'Chi-RAQ Cuisines' restaurant opens on South Side

It has been the topic of discussion and division. Does the word "Chi-Raq" carry a negative connotation or can it be used in a positive way?

One Chicago native is hoping to change the meaning of the word by opening a restaurant on the South Side called "Chi-RAQ Cuisines.”

Antwan Jeffries grew up around violence and was close to living a lifestyle of gangs and crime, until he discovered his talent behind the grill.

The 21-year-old is a Chicago native, Le Cordon Bleu graduate and now restaurant owner.

“I know I wasn't always good, but I know that people do change,” he said. “I was part of the problem, the ways I was going about to get money and try to obtain things I seen and wanted.”

Thanks to the Chicago Art Beat Studios program, he got his GED and found his talent of cooking.

He's now using that talent at Chi-RAQ Cuisines - an American, Jamaican and Italian restaurant and small grocery store.

That name is controversial for customers, though.

“I think that would cause more shooting,” said resident Harold Dorsey.

“It implies that the entire city is like a warzone,” said Leeza Cox.

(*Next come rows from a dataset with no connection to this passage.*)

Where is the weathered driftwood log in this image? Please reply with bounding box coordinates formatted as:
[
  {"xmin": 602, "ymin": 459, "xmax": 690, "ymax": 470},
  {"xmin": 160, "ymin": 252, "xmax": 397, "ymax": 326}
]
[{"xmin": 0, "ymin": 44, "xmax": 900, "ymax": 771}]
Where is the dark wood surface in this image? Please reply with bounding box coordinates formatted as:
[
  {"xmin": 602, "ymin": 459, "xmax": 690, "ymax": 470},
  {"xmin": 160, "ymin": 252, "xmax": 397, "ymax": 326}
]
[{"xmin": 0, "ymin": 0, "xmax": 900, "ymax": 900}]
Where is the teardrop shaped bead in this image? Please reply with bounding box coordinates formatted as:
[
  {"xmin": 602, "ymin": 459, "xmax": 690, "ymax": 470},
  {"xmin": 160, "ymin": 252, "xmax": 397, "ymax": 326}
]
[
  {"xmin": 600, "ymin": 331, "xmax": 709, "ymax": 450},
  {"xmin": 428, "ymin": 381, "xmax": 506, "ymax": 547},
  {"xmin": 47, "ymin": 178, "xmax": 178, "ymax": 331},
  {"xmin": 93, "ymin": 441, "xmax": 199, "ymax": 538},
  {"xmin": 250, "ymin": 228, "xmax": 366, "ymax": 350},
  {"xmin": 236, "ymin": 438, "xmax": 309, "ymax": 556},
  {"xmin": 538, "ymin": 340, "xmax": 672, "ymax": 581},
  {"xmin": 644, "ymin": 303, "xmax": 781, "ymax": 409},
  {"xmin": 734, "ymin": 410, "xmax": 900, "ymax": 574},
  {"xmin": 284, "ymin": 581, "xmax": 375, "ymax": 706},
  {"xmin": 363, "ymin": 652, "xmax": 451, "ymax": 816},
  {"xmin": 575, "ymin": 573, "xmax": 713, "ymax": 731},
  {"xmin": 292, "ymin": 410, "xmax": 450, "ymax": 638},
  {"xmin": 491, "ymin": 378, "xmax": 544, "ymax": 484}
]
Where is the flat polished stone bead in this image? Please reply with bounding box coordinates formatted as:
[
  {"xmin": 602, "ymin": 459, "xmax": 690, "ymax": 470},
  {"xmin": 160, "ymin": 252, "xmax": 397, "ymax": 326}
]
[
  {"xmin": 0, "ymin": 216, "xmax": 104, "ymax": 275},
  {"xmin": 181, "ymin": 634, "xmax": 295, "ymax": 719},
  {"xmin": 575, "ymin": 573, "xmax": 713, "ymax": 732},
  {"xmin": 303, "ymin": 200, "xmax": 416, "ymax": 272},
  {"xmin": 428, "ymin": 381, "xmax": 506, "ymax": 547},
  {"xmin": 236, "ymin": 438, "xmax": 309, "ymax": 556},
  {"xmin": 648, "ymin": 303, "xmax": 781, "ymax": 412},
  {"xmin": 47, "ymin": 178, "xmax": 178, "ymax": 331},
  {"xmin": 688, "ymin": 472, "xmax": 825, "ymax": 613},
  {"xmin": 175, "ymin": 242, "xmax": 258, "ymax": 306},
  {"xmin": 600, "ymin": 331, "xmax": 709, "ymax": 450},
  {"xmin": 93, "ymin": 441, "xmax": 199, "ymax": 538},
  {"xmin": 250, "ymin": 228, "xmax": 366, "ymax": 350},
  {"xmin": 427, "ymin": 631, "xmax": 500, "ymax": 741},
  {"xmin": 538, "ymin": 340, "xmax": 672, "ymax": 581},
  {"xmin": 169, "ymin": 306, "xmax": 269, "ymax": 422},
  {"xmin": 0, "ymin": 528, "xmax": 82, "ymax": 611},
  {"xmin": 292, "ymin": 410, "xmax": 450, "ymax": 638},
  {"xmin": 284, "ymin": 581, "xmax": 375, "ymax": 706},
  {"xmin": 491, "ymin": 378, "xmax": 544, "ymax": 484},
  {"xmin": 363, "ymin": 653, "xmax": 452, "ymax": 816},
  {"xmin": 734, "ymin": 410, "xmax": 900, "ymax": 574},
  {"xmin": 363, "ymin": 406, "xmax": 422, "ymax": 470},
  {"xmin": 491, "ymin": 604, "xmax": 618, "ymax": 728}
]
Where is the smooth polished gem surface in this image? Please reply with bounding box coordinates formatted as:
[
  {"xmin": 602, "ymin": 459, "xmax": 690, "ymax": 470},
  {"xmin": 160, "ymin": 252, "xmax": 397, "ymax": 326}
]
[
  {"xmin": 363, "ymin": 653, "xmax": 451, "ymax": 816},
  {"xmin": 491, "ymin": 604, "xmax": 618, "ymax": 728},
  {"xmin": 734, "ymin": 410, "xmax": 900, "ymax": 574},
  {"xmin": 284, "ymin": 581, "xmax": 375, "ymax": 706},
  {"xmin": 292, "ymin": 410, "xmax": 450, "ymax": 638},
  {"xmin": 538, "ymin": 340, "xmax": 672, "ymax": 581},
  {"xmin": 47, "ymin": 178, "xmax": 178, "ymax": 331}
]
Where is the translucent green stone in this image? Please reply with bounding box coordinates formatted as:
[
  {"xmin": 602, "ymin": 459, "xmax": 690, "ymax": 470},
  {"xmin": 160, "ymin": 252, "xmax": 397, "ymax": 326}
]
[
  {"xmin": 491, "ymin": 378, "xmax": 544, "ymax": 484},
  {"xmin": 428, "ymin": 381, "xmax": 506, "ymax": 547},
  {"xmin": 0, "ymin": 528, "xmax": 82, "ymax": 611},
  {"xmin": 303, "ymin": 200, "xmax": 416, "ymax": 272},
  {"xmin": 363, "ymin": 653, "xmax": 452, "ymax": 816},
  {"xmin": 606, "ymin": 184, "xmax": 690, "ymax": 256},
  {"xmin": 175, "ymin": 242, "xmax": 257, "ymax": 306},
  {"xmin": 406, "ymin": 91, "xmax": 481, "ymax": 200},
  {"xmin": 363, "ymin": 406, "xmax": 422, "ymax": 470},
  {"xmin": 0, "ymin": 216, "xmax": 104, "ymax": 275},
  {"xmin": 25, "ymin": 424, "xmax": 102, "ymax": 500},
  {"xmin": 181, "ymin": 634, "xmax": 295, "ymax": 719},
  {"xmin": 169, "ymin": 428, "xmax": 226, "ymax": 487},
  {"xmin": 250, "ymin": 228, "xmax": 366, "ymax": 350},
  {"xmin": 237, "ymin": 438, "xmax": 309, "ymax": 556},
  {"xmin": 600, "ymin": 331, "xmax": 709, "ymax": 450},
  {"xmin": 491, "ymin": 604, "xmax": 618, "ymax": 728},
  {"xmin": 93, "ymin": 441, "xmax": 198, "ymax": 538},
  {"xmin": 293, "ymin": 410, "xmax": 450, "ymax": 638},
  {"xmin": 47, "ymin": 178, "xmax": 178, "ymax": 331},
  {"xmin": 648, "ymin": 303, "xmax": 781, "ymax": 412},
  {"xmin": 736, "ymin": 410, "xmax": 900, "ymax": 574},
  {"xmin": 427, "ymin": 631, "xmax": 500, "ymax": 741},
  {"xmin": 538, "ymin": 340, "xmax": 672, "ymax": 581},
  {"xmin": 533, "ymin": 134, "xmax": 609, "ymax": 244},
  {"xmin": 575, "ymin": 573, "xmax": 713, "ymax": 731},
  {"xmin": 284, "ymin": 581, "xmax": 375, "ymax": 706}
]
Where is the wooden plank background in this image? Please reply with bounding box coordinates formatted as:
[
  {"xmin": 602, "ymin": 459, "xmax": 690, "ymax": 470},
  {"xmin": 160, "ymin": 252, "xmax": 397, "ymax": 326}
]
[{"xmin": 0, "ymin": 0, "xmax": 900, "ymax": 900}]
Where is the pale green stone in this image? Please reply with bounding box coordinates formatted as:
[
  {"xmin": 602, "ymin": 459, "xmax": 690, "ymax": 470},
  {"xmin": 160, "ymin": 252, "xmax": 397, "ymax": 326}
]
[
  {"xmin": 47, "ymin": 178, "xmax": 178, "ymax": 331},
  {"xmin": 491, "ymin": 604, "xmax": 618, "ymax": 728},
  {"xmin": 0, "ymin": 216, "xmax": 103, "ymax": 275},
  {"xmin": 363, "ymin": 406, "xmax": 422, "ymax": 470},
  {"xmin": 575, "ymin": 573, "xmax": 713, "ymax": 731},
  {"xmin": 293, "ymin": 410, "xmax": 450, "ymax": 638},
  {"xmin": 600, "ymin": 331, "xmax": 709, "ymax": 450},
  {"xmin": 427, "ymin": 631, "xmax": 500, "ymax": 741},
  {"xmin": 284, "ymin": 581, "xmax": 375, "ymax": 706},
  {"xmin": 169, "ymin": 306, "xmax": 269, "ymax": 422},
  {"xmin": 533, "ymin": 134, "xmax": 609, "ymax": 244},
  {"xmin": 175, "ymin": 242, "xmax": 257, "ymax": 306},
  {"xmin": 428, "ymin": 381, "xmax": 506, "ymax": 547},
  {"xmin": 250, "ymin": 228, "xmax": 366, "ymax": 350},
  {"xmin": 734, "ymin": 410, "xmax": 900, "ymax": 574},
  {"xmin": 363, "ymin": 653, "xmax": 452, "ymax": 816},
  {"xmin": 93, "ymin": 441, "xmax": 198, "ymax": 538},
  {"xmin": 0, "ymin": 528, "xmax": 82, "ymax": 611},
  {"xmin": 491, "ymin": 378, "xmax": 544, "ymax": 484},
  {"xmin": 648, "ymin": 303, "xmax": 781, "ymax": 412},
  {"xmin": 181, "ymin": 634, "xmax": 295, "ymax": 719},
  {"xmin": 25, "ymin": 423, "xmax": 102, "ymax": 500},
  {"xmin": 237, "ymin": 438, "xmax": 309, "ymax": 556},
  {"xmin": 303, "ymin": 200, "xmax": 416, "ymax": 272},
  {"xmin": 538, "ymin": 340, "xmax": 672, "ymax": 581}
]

“I put it up there because I live here and I've been a part of the problem and I understand why it's called that and why kids feel the way they do,” said Jeffries, who explained he grew up calling the city 'Chi-Raq.'

He hopes now through his success story he can make the term a positive thing.

“That's what I am here for, to show that you can make something negative and turn it into something positive with all the odds against you,” he said.

Chi-RAQ Cuisines has a double meaning. First he wants to bring a positive meaning to the term and he says Chi-RAQ stands for Chicago - Real - Authentic - Quality food.

It's located near East 79th and Jeffrey on the South Side.